Frequency of the C677T Polymorphism of MTHFR, G20210A of Prothrombin and R506Q of Factor V Leiden in Type 2 Diabetics in Abidjan

Abstract

In Africa, the prevalence of diabetes is escalating and remains a concern due to the numerous complications it causes. Vascular damage associated with diabetes leads to a prothrombotic state observed in diabetic individuals. Diabetes is a complex and multifactorial disease involving genetic components. With the aim of preventing complications and contributing to an efficient management of diabetes, we investigated genes likely to lead to a risk of thrombosis, in particular the C677T of MTHFR, G20210A of prothrombin, and R506Q of factor V Leiden in type 2 diabetics in Abidjan receiving ambulatory care.

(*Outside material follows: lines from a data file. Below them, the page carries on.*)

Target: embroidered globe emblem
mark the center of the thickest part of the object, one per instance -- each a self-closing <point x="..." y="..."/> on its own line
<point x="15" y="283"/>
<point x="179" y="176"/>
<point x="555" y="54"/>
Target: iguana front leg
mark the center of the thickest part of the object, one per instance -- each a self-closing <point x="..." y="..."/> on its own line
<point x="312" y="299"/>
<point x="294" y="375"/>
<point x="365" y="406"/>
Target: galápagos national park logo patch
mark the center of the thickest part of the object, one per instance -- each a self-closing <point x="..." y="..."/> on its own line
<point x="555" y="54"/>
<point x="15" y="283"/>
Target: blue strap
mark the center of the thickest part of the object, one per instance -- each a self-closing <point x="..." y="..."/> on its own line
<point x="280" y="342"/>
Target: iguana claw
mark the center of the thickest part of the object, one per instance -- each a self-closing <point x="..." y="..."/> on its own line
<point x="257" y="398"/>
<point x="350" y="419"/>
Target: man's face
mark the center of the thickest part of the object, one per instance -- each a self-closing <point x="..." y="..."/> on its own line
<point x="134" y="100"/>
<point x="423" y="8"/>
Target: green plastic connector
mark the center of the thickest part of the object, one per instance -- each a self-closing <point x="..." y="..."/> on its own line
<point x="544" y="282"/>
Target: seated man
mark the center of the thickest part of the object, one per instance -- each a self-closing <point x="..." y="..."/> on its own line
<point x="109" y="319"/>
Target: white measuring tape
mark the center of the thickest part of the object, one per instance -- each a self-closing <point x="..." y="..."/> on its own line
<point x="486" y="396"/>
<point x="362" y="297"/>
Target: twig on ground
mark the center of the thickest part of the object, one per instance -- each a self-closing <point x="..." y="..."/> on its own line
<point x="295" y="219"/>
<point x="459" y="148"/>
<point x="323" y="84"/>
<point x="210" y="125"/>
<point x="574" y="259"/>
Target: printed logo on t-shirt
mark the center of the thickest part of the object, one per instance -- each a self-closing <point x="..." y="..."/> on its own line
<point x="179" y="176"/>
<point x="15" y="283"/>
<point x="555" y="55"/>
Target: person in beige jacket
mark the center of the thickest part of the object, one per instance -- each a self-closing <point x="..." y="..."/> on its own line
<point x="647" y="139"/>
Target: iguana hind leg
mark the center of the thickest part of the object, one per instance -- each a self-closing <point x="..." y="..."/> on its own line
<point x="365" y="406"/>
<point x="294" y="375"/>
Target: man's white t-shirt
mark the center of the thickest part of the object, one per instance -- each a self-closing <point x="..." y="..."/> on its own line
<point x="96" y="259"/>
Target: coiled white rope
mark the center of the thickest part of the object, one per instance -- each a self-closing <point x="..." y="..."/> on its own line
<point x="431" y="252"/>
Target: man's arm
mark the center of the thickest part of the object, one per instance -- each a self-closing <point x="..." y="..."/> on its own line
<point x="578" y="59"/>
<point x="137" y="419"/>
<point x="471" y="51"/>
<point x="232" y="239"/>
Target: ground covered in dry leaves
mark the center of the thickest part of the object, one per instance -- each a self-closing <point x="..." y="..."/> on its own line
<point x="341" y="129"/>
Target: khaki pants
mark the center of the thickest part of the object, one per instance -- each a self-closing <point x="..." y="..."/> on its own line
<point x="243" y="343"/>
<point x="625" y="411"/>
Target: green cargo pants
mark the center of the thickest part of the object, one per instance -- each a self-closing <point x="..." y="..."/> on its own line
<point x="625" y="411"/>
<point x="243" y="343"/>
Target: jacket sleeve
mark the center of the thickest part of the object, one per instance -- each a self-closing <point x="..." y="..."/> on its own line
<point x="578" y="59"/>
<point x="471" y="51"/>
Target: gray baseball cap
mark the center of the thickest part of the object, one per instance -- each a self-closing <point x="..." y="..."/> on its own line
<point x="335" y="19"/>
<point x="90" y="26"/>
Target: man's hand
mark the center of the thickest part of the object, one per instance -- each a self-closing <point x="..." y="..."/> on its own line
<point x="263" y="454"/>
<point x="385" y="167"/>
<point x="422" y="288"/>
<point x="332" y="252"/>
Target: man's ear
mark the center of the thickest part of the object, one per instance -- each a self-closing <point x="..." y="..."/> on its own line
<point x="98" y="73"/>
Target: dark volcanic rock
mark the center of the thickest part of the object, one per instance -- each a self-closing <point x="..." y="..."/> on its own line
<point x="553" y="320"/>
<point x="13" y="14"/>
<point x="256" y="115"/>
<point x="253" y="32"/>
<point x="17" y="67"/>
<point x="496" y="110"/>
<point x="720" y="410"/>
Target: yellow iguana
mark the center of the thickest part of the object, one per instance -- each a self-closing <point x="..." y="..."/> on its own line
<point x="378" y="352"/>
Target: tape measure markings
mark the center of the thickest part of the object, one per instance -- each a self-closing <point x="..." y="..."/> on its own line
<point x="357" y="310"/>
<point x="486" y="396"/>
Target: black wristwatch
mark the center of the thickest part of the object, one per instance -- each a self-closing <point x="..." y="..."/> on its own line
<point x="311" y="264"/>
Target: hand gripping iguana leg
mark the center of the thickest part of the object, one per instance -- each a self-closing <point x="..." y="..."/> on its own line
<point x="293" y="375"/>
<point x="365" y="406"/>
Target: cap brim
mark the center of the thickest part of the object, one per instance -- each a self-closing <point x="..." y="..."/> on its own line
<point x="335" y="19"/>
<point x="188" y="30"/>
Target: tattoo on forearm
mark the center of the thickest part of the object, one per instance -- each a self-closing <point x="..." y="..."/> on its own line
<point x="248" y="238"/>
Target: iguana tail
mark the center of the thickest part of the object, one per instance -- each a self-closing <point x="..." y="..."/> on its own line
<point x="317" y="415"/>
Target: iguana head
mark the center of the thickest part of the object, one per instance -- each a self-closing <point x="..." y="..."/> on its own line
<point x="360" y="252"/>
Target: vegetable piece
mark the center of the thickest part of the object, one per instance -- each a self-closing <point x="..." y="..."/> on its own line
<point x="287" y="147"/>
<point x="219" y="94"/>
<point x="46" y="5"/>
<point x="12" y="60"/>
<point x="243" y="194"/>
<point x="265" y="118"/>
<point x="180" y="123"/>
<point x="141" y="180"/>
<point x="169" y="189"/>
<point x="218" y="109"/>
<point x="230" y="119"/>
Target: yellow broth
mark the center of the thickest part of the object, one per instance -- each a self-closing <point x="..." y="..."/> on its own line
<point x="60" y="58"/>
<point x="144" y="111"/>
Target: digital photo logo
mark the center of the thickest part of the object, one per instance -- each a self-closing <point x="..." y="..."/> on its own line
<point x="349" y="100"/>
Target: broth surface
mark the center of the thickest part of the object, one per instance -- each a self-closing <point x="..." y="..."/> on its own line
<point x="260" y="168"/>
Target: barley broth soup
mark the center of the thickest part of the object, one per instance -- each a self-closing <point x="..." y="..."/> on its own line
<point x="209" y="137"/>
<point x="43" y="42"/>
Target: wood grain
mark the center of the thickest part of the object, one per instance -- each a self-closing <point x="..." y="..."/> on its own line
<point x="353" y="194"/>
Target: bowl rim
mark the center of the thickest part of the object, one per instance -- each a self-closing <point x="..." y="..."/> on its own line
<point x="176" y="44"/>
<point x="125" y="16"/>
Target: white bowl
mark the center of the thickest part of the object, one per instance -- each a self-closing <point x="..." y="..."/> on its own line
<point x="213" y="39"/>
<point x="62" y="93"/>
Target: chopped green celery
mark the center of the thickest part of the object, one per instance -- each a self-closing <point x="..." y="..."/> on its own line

A descriptive cross-sectional study was carried out on consenting type 2 diabetic patients. Mutation detection was carried out using the PCR-RFLP method employing restriction enzymes. Hemostasis tests (fibrinogen, D-dimers, fibrin monomers, and von Willebrand factor) were performed using citrate tubes on the Stage? Star Max automated system. Plasminogen activator inhibitor was assayed by ELISA method, and biochemical parameters were determined using the COBAS C311. The study population consisted of 45 diabetic patients, 51.1% of whom presented vascular complications, mainly neuropathy. Disturbances in hemostasis parameters were observed, with 15.5% of patients showing an increase in fibrin monomers. Mutation analysis revealed an absence of factor V mutation (factor V Leiden) and of G20210A mutation of the prothrombin gene. However, 15.6% of subjects had a heterozygous C677T mutation of MTHFR, with 57% of them being anemic. The exploration of biological and genetic factors associated with thrombotic risk is of significant interest in the optimal management of African type 2 diabetics.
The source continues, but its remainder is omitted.